Initialement, les joueurs piochaient aléatoirement des cartes qui définissaient le niveau du plongeur qu’ils pouvaient activer à leur tour. L’arrivée aléatoire de ces cartes me chiffonnait légèrement car, même si le jeu fonctionnait très bien, j’avais envie que les joueurs aient une maîtrise plus grande sur leur partie. Ce fut donc mon premier grand chantier. J’ai compris rapidement que Claude me faisait une grande confiance pour faire quelques recherches mécaniques et cela fut un très grand plaisir de travailler avec lui ! Après de nombreux essais, je suis arrivé à un système concluant qui  tournait autour d’une main fixe de 6 cartes (profondeur 1 à 5 + 1 joker) que chaque joueur devait gérer de façon cyclique. En début de partie, un joueur récupérait ses cartes après les avoir jouées toutes les 6 mais il était possible de se développer de diverses manières pour diminuer cette contrainte en cours de partie. Otys étant un jeu de course, l’un de ses enjeux majeurs était de bien jauger le temps passer à se développer. J’aimais beaucoup le système mais il a aussi pu convaincre l’auteur et le co-éditeur ! Une fois la mécanique centrale bien définie, nous (Renaud a rejoint l’équipe Pearl Games entre-temps) avons équilibré les pouvoirs des personnages et d’autres mécaniques secondaires afin d’obtenir le jeu que nous avions envie de voir. Il nous a même pris une envie étrange de dernière minute, un petit détail : passer à un total de 8 plongeurs au lieu de 7, avec toujours 5 plongeurs sous l’eau ! Pas de panique, on le fait parce qu’on est sûr de nous :-)  Une fois de plus, ce n’est pas pour le plaisir de compliquer les choses mais pour redistribuer le pouvoir trop complexe d’un plongeur entre 2 plongeurs et surtout, pour valoriser la stratégie de développement des joueurs !
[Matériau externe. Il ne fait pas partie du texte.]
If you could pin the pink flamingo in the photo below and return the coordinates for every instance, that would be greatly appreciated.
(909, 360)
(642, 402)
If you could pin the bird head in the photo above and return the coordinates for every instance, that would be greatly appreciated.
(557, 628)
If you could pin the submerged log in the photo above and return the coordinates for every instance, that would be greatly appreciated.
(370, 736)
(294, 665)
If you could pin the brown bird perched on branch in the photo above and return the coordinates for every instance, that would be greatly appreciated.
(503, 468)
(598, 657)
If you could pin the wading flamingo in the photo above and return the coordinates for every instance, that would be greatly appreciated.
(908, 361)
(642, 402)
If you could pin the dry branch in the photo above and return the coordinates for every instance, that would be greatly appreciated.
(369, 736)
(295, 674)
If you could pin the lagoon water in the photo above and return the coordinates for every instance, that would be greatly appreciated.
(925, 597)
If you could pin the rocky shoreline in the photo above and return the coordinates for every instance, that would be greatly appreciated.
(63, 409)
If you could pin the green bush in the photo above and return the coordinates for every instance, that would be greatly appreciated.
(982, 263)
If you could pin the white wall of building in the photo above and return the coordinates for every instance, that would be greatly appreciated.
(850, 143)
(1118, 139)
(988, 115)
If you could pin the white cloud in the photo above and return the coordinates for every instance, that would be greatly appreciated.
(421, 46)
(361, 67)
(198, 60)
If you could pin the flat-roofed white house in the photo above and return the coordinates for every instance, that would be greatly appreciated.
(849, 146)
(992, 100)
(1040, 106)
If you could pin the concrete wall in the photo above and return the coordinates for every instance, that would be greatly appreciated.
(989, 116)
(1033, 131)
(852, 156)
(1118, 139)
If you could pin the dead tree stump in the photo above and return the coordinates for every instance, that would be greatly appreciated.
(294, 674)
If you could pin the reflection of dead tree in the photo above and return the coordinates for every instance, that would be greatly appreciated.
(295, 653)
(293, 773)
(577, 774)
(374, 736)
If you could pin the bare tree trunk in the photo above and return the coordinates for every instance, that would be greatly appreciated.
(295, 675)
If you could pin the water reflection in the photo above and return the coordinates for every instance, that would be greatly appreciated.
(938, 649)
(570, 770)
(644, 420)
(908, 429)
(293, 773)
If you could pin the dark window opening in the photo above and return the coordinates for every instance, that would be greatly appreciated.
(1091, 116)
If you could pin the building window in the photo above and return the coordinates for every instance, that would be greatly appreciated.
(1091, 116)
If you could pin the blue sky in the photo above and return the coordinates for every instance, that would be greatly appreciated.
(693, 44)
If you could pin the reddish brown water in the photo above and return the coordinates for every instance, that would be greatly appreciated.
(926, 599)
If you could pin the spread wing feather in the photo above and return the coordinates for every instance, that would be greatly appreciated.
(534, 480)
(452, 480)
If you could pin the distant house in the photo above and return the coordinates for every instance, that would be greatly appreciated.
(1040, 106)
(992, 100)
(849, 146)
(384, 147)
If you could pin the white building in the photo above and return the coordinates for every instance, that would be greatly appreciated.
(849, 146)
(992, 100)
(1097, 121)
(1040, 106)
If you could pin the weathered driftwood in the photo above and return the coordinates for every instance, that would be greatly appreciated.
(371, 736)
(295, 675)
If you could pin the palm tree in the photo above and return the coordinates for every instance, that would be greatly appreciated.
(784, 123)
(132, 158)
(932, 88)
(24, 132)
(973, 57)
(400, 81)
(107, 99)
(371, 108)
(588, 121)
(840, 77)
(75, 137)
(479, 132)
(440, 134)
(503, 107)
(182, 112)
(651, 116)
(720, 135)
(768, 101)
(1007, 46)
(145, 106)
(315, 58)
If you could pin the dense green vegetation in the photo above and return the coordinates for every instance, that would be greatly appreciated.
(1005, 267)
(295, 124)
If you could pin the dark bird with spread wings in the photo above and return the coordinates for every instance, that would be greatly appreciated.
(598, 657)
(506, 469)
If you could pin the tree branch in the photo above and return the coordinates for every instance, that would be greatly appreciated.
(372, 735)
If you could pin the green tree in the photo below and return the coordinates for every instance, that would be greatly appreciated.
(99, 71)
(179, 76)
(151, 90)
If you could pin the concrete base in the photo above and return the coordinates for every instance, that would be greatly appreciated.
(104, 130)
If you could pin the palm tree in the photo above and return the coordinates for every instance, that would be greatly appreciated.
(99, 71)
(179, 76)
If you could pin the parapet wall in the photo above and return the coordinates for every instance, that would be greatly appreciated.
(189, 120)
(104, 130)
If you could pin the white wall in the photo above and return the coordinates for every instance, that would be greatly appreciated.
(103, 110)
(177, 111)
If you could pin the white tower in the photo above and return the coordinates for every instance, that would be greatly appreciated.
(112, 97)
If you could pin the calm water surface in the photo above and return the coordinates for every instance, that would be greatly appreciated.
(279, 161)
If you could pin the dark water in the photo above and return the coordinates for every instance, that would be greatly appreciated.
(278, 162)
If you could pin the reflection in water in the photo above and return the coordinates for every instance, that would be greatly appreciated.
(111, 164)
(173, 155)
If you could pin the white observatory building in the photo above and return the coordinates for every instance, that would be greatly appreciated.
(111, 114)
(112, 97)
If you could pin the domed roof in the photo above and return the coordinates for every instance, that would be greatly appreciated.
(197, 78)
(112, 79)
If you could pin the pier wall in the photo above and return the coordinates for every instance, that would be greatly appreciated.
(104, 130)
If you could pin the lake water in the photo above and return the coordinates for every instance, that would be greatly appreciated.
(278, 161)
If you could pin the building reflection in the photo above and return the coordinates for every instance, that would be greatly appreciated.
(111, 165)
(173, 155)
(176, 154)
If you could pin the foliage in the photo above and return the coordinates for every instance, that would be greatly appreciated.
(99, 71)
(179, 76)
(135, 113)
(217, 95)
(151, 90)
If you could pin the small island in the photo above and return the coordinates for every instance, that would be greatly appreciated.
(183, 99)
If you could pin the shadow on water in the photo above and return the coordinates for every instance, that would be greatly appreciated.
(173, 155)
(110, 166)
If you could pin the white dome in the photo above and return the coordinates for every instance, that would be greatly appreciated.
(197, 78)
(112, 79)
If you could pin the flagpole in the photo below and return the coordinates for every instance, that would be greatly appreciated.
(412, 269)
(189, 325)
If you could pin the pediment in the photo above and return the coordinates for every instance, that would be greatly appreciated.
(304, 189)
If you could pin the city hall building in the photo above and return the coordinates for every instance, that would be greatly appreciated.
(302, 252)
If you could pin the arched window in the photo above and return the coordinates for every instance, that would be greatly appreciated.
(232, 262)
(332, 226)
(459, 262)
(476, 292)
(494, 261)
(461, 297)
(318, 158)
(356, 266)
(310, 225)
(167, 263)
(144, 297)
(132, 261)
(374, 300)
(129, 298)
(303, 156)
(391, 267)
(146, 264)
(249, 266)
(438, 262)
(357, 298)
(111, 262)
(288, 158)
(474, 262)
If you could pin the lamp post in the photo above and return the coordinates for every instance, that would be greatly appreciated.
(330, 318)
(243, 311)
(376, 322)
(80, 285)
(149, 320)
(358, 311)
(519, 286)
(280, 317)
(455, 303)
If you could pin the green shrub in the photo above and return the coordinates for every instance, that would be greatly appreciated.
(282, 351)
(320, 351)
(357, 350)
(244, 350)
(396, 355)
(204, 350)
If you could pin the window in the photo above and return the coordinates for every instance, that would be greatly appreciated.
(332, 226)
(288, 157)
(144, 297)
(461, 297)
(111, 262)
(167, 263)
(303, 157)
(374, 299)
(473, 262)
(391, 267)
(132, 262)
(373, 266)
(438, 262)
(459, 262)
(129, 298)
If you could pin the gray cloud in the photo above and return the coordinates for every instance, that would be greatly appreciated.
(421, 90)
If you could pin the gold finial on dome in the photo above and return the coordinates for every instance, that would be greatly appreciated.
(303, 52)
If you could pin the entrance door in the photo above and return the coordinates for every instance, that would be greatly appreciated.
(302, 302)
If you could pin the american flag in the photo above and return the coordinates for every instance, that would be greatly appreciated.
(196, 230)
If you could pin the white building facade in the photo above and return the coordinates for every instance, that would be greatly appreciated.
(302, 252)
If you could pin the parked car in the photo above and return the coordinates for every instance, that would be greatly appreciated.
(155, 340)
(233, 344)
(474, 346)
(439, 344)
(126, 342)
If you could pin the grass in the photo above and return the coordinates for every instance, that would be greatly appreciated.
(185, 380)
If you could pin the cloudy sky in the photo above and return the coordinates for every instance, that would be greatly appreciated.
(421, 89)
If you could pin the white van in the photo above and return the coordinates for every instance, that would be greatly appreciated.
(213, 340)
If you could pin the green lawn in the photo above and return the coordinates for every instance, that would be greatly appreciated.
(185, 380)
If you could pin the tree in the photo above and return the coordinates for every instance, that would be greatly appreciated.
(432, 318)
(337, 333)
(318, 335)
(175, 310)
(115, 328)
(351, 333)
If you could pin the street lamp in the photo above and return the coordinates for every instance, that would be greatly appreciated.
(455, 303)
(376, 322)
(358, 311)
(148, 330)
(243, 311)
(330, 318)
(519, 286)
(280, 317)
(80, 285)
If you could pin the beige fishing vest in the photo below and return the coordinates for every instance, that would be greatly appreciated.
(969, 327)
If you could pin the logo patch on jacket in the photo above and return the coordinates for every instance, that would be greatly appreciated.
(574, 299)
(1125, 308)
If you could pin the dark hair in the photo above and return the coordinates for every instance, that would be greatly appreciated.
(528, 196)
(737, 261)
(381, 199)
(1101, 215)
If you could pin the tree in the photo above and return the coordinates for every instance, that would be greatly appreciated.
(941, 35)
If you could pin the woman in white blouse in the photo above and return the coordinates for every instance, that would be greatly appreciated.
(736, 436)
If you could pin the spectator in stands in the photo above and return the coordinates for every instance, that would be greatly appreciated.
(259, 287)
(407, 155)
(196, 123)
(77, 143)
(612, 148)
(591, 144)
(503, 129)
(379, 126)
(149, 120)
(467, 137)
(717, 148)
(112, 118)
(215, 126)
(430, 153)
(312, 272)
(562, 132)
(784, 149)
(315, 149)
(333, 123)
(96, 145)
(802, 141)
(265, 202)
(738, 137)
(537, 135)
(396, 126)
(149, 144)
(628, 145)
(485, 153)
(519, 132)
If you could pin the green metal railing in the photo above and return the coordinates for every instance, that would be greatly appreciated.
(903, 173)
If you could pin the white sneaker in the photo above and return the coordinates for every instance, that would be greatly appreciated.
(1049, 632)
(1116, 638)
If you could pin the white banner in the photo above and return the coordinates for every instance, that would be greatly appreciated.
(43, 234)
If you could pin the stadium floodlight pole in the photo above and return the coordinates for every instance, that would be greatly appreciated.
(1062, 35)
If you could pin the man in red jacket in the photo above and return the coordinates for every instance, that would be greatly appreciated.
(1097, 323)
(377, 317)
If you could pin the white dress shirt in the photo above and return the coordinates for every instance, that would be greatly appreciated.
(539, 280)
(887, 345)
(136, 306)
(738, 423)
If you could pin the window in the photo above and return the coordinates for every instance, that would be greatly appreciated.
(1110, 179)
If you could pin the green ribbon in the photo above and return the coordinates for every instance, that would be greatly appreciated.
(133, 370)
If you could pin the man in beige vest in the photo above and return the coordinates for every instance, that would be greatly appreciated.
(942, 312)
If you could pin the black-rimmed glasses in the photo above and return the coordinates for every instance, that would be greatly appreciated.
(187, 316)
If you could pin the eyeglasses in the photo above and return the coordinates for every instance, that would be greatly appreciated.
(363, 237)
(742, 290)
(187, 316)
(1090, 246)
Otys : Petit journal d’une coédition

 

Passage de relai

Une fois le jeu bien testé et bien stable, Libellud a commencé son travail sur le graphisme et le matériel. Ce fut assez passionnant et source de très nombreux échanges. Quel traitement trouver pour un jeu gamer chez Libellud ?  Ils ont d’abord décidé de quitter l’univers Steampunk de base pour un environnement post-apo plus mature !  Je soupçonne l’équipe d’avoir eu envie de se lâcher un peu sur un univers qu’ils ne traitent pas tous les jours. Je pense, au vu du résultat final, qu’ils se sont vraiment fait plaisir ! Le nom de l’illustrateur est tombé assez vite : Paul Mafayon. Oui, on parle bien de l’illustrateur de Looney Quest, merveilleux jeu grand public paru chez Libellud ! Un illustrateur grand public pour un jeu gamer ? Oui mais non, Paul, en plus de son grand talent, est capable de faire des choses extrêmement variées. Les premiers roughs ont été très concluants et nous étions tous très confiants. Apparu ensuite un petit désaccord : Libellud voulait supprimer les cartes d’activation numérotées de 1 à 5 pour les remplacer par des tuiles. Nous avions pris l’habitude de nos cartes et ne comprenions pas bien ce changement. Seulement, ils avaient raison et nous sommes parvenus à un système extrêmement intéressant et original utilisant le coulissage des tuiles pour décaler le plongeur utilisé. Chaque joueur possédait donc un très élégant plateau personnel en double épaisseur permettant le déplacement des 8 plongeurs, des 6 jetons clefs et des 2 tuiles d’amélioration ! Il leur restait à développer les icônes afin de rendre le jeu le plus clair possible, une des grandes forces de Libellud étant de disposer de graphistes en interne, quel confort ! Ceci en plus d’avoir l’habitude de développer des jeux très clairs et intuitifs.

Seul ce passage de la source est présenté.